Senator Kirsten Gillibrand’s early support for the resignation of Senator Al Franken cost her the backing of some major Democratic donors. But the New York Democrat now faces a sexual harassment crisis of her own, and the reverberations could jeopardize her new presidential campaign.
On Monday, Politico reported that Gillibrand continued to employ a male aide, Abbas Malik, after a female staffer reported him for sexual harassment. The female staffer eventually resigned. In a letter published by Politico, the woman told the senator’s top aides at the time that she had “trusted and leaned on this statement that you made: ‘You need to draw a line in the sand and say none of it is O.K. None of it is acceptable.’” But that doesn’t comport with the treatment she received in Gillibrand’s office, she says.
“As I have long said, when allegations are made in the workplace, we must believe women so that serious investigations can actually take place, we can learn the facts, and there can be appropriate accountability,” Gillibrand told Politico in a statement. “That’s exactly what happened at every step of this case last year. I told her that we loved her at the time and the same is true today.”

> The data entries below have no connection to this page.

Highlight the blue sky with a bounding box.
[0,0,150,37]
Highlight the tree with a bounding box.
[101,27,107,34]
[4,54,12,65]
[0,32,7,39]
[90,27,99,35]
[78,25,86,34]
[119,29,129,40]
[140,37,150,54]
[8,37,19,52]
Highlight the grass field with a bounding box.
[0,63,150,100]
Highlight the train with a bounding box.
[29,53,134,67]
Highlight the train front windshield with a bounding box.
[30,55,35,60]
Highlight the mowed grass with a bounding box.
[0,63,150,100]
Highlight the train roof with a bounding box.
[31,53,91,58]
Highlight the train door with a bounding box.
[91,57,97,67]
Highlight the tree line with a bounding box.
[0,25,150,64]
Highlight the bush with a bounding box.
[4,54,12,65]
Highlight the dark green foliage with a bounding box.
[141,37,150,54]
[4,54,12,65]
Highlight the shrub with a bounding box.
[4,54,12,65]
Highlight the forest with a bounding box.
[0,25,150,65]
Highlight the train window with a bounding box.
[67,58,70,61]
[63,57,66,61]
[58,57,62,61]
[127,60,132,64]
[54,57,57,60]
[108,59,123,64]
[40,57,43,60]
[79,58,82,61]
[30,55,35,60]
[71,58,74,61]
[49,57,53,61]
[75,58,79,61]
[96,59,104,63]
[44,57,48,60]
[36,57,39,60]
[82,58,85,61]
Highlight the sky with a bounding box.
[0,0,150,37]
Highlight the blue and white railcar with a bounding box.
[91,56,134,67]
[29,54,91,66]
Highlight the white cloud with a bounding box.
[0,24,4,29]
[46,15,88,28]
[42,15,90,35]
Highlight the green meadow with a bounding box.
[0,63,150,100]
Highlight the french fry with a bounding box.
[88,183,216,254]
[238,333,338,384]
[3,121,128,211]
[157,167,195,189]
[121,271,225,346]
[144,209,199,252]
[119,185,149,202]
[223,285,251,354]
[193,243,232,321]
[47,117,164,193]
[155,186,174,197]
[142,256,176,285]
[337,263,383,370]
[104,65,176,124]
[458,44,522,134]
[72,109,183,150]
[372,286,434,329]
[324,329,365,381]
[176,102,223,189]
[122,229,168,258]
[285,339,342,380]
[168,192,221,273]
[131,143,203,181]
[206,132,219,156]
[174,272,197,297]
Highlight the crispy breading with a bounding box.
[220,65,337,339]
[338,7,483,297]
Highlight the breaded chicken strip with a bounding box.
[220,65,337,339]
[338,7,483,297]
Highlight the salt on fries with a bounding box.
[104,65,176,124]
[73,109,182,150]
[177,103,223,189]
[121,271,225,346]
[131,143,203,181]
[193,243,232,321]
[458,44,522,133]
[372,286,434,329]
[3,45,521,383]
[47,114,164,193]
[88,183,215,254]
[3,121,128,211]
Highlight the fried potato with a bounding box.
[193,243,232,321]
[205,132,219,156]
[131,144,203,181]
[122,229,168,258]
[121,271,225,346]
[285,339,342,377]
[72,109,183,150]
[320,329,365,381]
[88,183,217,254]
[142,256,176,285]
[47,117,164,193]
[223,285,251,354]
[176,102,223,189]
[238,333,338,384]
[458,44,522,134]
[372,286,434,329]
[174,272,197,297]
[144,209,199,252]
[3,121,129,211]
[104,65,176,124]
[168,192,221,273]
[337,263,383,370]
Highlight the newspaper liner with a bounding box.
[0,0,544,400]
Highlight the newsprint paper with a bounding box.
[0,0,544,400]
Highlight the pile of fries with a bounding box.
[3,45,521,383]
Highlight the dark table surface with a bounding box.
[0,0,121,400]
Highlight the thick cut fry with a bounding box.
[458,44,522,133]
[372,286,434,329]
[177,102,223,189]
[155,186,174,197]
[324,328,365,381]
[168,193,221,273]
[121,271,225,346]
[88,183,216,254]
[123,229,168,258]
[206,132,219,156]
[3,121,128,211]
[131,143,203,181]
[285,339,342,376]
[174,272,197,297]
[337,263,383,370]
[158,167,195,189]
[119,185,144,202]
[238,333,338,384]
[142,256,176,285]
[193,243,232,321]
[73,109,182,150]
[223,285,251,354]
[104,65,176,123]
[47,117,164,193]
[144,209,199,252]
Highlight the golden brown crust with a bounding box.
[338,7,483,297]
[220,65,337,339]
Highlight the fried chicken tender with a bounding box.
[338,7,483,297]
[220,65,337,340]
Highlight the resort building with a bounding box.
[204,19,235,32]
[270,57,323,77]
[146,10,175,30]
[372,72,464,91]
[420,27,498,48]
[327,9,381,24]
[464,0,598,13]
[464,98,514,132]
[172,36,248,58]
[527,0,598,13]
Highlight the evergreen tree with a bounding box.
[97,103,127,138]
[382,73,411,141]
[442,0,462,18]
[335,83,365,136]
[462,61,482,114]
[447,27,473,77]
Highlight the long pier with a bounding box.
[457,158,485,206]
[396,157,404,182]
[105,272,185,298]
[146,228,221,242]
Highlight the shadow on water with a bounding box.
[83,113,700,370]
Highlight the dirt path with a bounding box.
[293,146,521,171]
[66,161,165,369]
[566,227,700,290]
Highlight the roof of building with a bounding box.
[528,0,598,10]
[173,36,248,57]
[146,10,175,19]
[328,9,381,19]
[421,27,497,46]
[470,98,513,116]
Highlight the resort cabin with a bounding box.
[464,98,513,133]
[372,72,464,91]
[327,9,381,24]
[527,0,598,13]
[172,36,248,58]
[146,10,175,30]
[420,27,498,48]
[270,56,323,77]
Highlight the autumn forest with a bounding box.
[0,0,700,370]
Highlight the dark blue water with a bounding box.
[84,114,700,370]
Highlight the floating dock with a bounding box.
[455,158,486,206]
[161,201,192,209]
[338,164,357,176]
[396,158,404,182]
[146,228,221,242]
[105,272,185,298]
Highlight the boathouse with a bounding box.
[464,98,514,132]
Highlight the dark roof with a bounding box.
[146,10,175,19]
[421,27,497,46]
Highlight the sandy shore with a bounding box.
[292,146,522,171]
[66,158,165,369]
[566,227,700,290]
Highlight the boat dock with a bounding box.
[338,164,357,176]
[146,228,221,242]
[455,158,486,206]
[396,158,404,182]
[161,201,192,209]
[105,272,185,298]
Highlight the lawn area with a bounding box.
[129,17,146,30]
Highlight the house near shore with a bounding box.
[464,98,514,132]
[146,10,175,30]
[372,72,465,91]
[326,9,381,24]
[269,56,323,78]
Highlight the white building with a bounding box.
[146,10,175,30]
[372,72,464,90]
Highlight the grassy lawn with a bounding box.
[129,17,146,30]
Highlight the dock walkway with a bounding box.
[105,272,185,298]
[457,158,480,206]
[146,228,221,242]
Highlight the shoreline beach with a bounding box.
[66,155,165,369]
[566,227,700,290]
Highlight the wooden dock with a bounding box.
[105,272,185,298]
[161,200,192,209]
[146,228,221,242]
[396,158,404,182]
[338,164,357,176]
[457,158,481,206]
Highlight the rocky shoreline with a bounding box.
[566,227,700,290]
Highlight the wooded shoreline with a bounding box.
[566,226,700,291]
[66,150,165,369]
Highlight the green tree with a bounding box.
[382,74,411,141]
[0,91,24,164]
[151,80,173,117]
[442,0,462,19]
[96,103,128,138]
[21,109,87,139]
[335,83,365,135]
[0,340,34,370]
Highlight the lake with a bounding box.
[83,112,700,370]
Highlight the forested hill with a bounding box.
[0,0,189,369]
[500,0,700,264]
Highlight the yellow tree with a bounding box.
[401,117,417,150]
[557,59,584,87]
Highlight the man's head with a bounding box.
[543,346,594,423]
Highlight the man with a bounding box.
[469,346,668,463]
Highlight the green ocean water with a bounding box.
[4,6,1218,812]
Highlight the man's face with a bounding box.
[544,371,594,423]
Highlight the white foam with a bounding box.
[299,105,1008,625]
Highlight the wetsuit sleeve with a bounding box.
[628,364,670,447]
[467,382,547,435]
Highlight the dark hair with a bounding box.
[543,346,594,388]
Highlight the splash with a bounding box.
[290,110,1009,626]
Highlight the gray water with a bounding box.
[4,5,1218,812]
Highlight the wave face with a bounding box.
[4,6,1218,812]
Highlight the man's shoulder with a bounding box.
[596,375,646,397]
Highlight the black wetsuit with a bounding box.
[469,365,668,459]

The aide, Malik, has since been fired, but Politico says the termination occurred after its reporters presented additional misconduct complaints to Gillibrand’s office. At least one of those complaints came from a source that Malik’s original accuser had told Gillibrand’s office to contact.
The senator is hardly the only prominent Democrat to be accused of ignoring sexual harassment within her office or campaign. Against the recommendations of her own staff, Hillary Clinton refused to fire a longtime aide who’d been credibly accused of sexually harassing a younger female subordinate. Senator Bernie Sanders, who is running for president as a Democrat, apologized in January to former staffers who said that his 2016 campaign failed to address specific incidents of sexual harassment. Also in January, Representative Sheila Jackson Lee resigned as the chairwoman of the Congressional Black Caucus Foundation after BuzzFeed News reported that she had fired a young woman who said she had been raped by the CBCF’s former intern coordinator. Representative Elizabeth Esty of Connecticut left office over reports that she wrote a job recommendation for a male staffer whom she’d fired for threatening to kill a colleague he used to date.
Gillibrand, though, may be uniquely vulnerable to charges of hypocrisy. As Politico notes, she’s used her campaign and her rising national profile to highlight issues of gender inequality. Her marquee policies, like paid family leave, link feminism to a left-leaning economic message. That’s a relatively recent shift for the senator, who once had a reputation for more moderate politics. She has that in common with many of her fellow Democratic candidates for president, who are now making overtures to the left. But even within this field, Gillibrand’s evolution stands out. Rather than try to recast her career as a corporate attorney in progressive terms — or justify her previous centrism as necessary pragmatism — she has admitted, openly, to her own failings. “[My positions] certainly weren’t empathetic and they were not kind and I did not think about suffering in other people’s lives,” she said of her anti-immigration votes, in a January interview with CNN.
Despite her recent leftward turn, Gillibrand hasn’t been leading the polls for president. This scandal won’t exactly help her make her case.